Paris, 9 décembre 2025 – Le Premier ministre Sébastien Lecornu a échappé de justesse à un revers politique majeur. Le projet de loi de financement de la Sécurité sociale (PLFSS) pour 2026 a finalement été adopté en nouvelle lecture à l’Assemblée nationale, au terme d’un vote sous tension marqué par une majorité extrêmement serrée : 247 voix pour, 234 contre et 93 abstentions.
Dans un hémicycle fracturé, où les oppositions espéraient faire tomber le texte – et avec lui le gouvernement –, le camp présidentiel réussit un sauvetage in extremis. Immédiatement après le vote, Lecornu a salué une décision prise « dans l’intérêt général », tout en appelant à « un sursaut collectif » face à la dégradation des comptes publics. Ce succès arraché n’efface pourtant ni la fragilité parlementaire de l’exécutif, ni l’ampleur des tensions budgétaires.
Plus tôt dans la journée, les députés avaient approuvé la partie « dépenses » du texte par 227 voix contre 86, validant notamment la suspension de l’application de la réforme des retraites – désormais gelée jusqu’en 2028 – ainsi qu’une augmentation de l’Ondam à 3 %, retouchée in extremis afin d’obtenir l’appui de plusieurs députés hésitants. Cette concession, dénoncée par Les Républicains et le Rassemblement National comme un « déséquilibre irresponsable », a néanmoins permis de maintenir une majorité.
Dans les coulisses de Bercy, l’inquiétude n’est plus feinte. Selon une note transmise aux parlementaires, le déficit de la Sécurité sociale pourrait atteindre 30 milliards d’euros en 2026, après 23 milliards estimés pour 2025. Pierre Pribile, directeur de la Sécurité sociale, évoque une situation « extrêmement préoccupante », sous l’effet combiné du vieillissement de la population, des dépenses inflationnistes liées à l’hôpital et aux soins, et du gel des économies espérées grâce à la réforme des retraites.

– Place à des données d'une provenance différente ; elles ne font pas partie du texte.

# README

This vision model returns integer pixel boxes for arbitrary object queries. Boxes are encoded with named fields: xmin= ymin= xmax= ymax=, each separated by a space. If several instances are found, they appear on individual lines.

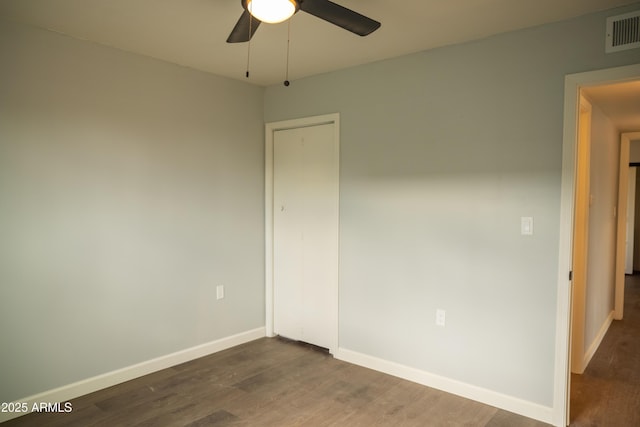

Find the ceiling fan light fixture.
xmin=247 ymin=0 xmax=298 ymax=24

Le nœud du dossier est moins budgétaire que politique. La suspension du calendrier de relèvement de l’âge légal à 64 ans, supprimée par le Sénat puis réintroduite à l’Assemblée le 5 décembre, constitue une victoire stratégique pour la gauche, notamment le Parti socialiste. Valable jusqu’au 1er janvier 2028, cette suspension représente une défaite symbolique pour l’exécutif : il ne peut ni l’assumer politiquement, ni la retirer sans risquer de rallumer un brasier social.
Le texte repart maintenant au Sénat, dans un contexte où les tensions parlementaires ne faiblissent pas. Deux scénarios se dessinent : soit la Chambre haute adopte une version strictement identique, ce qui rendra le PLFSS définitivement adopté ; soit elle rejette une nouvelle fois la suspension des retraites, entraînant alors une dernière lecture à l’Assemblée nationale, dans un climat encore plus explosif, marqué par une polarisation croissante et un risque élevé de confrontation politique.
Au terme de cet épisode, le Premier ministre gagne du temps, mais non la paix politique. La majorité qui lui a permis de sauver le PLFSS relève moins d’une cohésion solide que d’une coalition d’intérêts momentanément alignés.
Lecornu « sauve sa peau » aujourd’hui ; mais déjà demain se profile le véritable test : celui de la crédibilité budgétaire d’un gouvernement qui n’a plus droit à l’erreur.